THE MEXICAN FOLD-THRUST BELT: RECORD OF SUBDUCTION-RELATED DEFORMATION IN THE SOUTHERN CORDILLERAN OROGEN


FITZ-DIAZ, Elisa, Instituto de Geologia, Universidad Nacional Autonoma de Mexico, Av. Universidad #3000, C. U., Coyoacán, Mexico D.F., 04510, Mexico, LAWTON, Timothy F., Bureau of Economic Geology, Jackson School of Geosciences, The University of Texas at Austin, Austin, TX 78758 and JUÁREZ-ARRIAGA, Edgar, Centro de Geociencias, Universidad Nacional Autónoma de México, Juriquilla, QA 76230, Mexico

The Mexican fold-thrust belt (MFTB) is a tectonic feature that extends from Sonora in northwestern Mexico to Chiapas in the southeast. It is formed mostly by folded and imbricated Mesozoic-Paleogene sedimentary strata. Middle Jurassic evaporite intervals and Upper Jurassic carbonaceous shale units provided detachment zones. Shortening style was largely controlled by the distribution of paleogeographic elements and by deformation kinematics, which is dominated by NE-directed tectonic transport. The structural style is dominantly thin-skinned in central and southern Mexico, and thick-skinned in northeastern Mexico, where high-angle rift-related normal faults reversed their kinematics during shortening.

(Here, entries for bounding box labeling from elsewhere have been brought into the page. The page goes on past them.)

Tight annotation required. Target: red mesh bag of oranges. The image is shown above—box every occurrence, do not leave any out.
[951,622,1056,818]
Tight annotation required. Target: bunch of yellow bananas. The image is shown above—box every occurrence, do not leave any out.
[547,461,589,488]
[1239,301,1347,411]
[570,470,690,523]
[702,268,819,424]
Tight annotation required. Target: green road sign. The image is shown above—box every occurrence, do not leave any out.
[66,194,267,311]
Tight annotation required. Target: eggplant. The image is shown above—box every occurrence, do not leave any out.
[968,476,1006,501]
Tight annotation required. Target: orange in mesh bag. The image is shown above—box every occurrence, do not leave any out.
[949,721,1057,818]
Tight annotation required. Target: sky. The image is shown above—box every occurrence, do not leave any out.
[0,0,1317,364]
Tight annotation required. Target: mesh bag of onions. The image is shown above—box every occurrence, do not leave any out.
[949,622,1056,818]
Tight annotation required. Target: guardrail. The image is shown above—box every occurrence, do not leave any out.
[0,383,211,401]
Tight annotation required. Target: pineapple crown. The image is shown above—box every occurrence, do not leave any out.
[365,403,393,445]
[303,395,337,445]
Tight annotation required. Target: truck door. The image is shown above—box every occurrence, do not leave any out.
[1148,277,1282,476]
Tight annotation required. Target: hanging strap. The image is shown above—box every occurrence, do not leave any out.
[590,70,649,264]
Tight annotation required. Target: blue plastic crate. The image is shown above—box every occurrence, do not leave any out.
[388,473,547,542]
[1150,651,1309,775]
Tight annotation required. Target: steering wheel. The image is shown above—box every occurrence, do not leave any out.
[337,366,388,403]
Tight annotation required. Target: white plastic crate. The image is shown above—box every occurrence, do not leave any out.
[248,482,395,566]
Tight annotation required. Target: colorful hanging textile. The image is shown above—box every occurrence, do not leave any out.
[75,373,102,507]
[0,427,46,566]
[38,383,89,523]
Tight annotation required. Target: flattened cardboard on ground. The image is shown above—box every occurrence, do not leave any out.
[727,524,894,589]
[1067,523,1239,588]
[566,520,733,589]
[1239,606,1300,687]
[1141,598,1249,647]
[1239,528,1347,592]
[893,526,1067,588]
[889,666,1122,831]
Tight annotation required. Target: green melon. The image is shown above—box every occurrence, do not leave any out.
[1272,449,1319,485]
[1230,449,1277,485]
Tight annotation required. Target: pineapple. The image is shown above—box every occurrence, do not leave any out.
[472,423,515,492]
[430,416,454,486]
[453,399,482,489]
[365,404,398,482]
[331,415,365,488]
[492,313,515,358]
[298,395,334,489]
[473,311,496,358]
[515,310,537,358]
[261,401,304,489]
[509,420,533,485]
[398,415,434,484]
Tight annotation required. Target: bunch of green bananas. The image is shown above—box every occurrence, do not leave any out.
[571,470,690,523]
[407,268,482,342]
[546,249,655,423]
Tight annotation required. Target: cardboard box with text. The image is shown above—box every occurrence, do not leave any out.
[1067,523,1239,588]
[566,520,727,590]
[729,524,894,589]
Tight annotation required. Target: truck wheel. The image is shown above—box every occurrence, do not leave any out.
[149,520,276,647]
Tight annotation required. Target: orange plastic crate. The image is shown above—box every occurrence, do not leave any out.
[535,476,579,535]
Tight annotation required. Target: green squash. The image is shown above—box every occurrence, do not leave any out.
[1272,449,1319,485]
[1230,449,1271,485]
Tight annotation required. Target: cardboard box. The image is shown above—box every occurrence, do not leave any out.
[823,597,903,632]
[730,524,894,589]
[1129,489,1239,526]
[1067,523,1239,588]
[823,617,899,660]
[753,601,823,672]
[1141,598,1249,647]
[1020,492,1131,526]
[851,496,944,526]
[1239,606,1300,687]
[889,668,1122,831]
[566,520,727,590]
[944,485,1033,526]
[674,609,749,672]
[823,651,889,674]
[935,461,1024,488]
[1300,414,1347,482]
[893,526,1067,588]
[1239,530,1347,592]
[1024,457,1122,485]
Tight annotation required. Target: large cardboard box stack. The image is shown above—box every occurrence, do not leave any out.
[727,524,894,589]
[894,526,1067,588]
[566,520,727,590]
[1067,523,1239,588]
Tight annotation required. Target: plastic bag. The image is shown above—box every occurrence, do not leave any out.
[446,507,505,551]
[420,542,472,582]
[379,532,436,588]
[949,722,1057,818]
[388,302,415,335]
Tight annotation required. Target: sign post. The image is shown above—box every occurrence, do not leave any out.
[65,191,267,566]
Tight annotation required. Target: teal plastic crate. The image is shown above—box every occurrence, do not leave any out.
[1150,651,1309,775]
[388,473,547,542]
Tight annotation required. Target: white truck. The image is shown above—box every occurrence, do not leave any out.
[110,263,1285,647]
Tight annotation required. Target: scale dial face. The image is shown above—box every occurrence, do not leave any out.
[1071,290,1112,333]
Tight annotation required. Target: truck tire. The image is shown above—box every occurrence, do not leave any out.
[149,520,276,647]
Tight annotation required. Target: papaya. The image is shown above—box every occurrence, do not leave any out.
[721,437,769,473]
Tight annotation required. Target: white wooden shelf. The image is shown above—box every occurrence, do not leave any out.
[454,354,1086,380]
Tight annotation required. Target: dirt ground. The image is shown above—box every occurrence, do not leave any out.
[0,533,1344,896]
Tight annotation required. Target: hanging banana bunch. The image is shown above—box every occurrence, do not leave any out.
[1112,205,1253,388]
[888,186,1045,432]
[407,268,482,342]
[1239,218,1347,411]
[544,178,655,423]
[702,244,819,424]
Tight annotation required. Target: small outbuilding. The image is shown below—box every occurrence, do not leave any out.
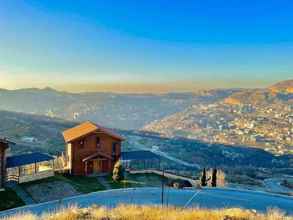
[6,153,54,183]
[121,150,161,169]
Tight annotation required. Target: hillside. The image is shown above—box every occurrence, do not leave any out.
[0,111,293,188]
[269,80,293,94]
[143,80,293,154]
[2,204,293,220]
[0,88,237,129]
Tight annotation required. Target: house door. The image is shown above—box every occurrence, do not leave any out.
[87,161,94,175]
[102,160,109,172]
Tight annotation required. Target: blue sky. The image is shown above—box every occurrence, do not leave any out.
[0,0,293,91]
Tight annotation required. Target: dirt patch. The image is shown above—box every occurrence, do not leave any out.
[25,181,79,202]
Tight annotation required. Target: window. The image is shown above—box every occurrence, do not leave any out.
[112,142,118,156]
[79,139,84,148]
[97,137,101,148]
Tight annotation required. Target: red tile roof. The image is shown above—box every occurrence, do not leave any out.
[63,121,124,143]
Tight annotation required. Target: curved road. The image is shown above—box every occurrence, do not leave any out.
[0,188,293,218]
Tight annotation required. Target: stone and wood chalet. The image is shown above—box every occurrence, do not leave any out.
[63,121,124,175]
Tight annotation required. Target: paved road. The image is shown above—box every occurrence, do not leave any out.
[0,187,293,218]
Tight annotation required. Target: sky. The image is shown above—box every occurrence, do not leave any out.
[0,0,293,92]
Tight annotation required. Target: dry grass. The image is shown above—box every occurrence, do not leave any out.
[2,205,293,220]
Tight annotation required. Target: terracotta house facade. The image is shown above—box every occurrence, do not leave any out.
[63,121,124,175]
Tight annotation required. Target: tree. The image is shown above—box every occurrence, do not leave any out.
[200,168,209,186]
[112,160,124,182]
[211,169,217,187]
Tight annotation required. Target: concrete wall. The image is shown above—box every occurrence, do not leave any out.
[19,170,54,183]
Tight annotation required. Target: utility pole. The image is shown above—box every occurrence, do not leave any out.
[161,169,165,207]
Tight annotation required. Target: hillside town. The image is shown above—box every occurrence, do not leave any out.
[144,102,293,155]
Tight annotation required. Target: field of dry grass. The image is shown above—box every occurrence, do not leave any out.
[5,205,293,220]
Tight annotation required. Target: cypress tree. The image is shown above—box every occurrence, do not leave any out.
[212,169,217,187]
[200,168,207,186]
[112,160,124,182]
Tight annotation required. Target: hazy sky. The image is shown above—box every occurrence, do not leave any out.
[0,0,293,91]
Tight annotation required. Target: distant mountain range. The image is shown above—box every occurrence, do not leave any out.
[0,88,238,129]
[0,80,293,154]
[143,80,293,154]
[225,80,293,105]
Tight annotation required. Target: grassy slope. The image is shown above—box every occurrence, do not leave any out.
[7,205,293,220]
[0,188,25,211]
[21,175,105,193]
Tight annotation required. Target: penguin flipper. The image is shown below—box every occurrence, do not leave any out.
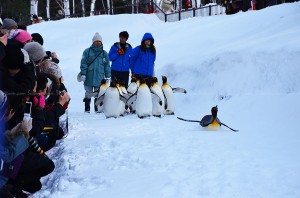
[95,93,105,106]
[172,87,187,94]
[120,94,127,104]
[151,91,162,106]
[88,90,98,98]
[125,94,137,105]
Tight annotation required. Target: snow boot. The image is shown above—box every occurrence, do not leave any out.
[94,98,99,113]
[83,98,91,113]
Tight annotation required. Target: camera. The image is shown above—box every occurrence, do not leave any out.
[24,102,32,118]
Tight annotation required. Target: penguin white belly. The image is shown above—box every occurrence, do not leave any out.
[135,84,152,118]
[151,86,165,116]
[127,83,138,112]
[98,85,108,112]
[162,85,175,115]
[103,87,121,118]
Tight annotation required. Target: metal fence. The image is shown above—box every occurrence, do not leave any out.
[154,4,226,22]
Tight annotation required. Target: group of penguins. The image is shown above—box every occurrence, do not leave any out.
[91,76,187,118]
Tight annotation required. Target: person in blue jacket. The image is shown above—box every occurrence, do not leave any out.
[130,33,156,87]
[108,31,132,89]
[80,32,111,113]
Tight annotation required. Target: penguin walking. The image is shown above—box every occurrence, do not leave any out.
[161,76,187,115]
[95,79,108,113]
[118,82,129,116]
[127,79,162,118]
[127,78,139,113]
[97,81,127,118]
[177,106,239,132]
[150,77,165,117]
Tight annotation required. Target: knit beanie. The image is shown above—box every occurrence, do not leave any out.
[14,30,32,43]
[40,59,62,79]
[0,90,7,114]
[119,31,129,40]
[31,33,44,45]
[1,18,18,30]
[3,45,24,69]
[92,32,102,43]
[24,42,47,61]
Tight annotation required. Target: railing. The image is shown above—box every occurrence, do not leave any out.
[154,4,225,22]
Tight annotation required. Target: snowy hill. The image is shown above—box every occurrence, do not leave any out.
[28,2,300,198]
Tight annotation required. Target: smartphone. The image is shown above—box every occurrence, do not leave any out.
[24,102,32,117]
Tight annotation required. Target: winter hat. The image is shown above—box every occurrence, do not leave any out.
[45,62,62,79]
[40,59,62,79]
[24,42,47,61]
[119,31,129,40]
[92,32,102,43]
[1,18,18,30]
[3,45,24,69]
[13,30,32,43]
[0,90,7,114]
[142,33,154,44]
[31,33,44,45]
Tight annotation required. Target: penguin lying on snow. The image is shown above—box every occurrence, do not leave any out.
[161,76,187,115]
[96,81,127,118]
[177,106,238,132]
[127,79,162,118]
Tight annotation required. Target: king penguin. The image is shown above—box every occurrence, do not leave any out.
[95,79,108,113]
[98,81,127,118]
[127,78,139,113]
[128,79,152,118]
[161,76,186,115]
[150,77,165,117]
[200,106,221,131]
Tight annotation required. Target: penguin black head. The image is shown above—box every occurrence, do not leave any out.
[211,105,218,118]
[162,76,167,84]
[140,78,146,84]
[151,77,157,85]
[101,79,106,85]
[130,77,136,82]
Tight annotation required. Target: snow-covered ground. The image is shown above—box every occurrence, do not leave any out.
[28,2,300,198]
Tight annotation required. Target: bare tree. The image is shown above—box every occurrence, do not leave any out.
[90,0,96,16]
[46,0,50,19]
[107,0,111,14]
[81,0,85,17]
[64,0,70,17]
[30,0,39,17]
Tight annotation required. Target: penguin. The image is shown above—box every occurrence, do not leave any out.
[177,106,239,132]
[200,106,221,131]
[150,77,165,117]
[97,81,127,118]
[161,76,187,115]
[127,78,139,113]
[118,81,129,116]
[95,79,108,113]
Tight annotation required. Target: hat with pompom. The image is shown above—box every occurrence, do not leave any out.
[92,32,102,43]
[24,42,47,61]
[3,45,24,69]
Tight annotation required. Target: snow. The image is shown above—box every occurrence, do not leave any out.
[28,2,300,198]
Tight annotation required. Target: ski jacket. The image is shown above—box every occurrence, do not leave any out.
[80,45,111,87]
[130,33,156,76]
[108,42,132,72]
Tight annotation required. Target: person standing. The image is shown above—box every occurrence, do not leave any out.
[80,32,111,113]
[108,31,132,89]
[130,33,156,87]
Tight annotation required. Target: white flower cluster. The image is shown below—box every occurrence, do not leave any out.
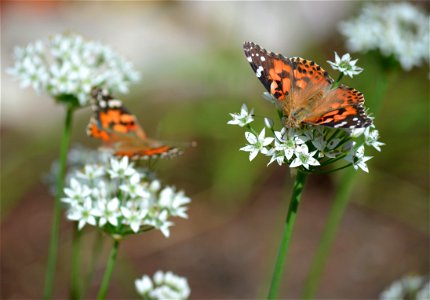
[8,33,140,105]
[339,2,429,71]
[327,52,363,78]
[228,105,384,172]
[135,271,191,300]
[379,275,430,300]
[62,157,191,237]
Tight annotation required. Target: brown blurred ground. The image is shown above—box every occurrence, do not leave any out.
[1,172,429,299]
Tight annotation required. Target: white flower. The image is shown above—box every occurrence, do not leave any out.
[8,34,139,105]
[290,144,320,170]
[134,275,154,296]
[67,197,99,230]
[62,157,191,237]
[327,52,363,78]
[364,125,385,152]
[108,156,136,178]
[98,198,120,227]
[227,104,254,127]
[240,128,274,161]
[121,206,148,232]
[312,136,340,158]
[345,145,372,173]
[339,2,429,71]
[147,209,173,237]
[135,271,191,300]
[379,275,430,300]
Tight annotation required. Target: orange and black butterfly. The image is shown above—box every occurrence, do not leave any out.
[87,88,181,159]
[243,42,372,128]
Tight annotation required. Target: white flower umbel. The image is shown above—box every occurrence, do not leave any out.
[62,157,191,237]
[227,104,254,127]
[379,275,430,300]
[327,52,363,78]
[228,105,384,172]
[8,33,140,106]
[339,2,429,71]
[240,128,274,161]
[135,271,191,300]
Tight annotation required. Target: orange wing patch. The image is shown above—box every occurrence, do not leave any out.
[87,88,180,159]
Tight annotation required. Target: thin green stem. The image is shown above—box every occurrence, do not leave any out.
[70,224,82,300]
[302,66,397,299]
[302,168,357,299]
[43,105,74,300]
[268,171,307,299]
[97,240,119,300]
[82,231,103,296]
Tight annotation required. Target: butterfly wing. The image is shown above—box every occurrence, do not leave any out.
[304,85,372,128]
[243,42,371,128]
[243,42,293,102]
[87,88,178,158]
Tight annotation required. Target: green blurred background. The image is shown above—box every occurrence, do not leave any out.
[1,1,429,299]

Strain distribution in the MFTB satisfies critical wedge theory predictions, decreasing toward the foreland. The timing of deformation has been well constrained using Ar-Ar dating on illite partings generated by layer-parallel slip in the flanks of flexural folds, stratigraphic relationships, (U-Th)/He zircon and U-Th/Pb monazite dating. Published data suggest that the orogen developed in episodic pulses of deformation between 95–80, 75–60 and 55­–40 Ma, all of which postdated closure of the back-arc Arperos basin near the western flank of Mexico during late Albian time.

Although the causes of shortening in the MFTB are still debated, a combination of deformation analyses, synorogenic sedimentation, and regional magmatism timing indicates that the orogenic wedge formed in a retroarc setting that post-dated thrusting of oceanic assemblages on its hinterland flank, which lay offshore of western Mexico during the Aptian. Initial shortening in the MFTB followed the closure of the Arperos basin and Guerrero superterrane accretion by ~10-15 Ma and was coeval with voluminous magmatism on the Pacific margin of Mexico and foundering of eastern carbonate platforms to form the Mexican foreland basin. Periods of acceleration of the North American plate to the west roughly coincide with the episodes of deformation recorded in the MFTB. Taken together, these observations suggest that subduction of the Farallon slab under the North American plate from Late Cretaceous to Eocene time, rather than terrane accretion, was the primary plate-tectonic mechanism of shortening in the MFTB.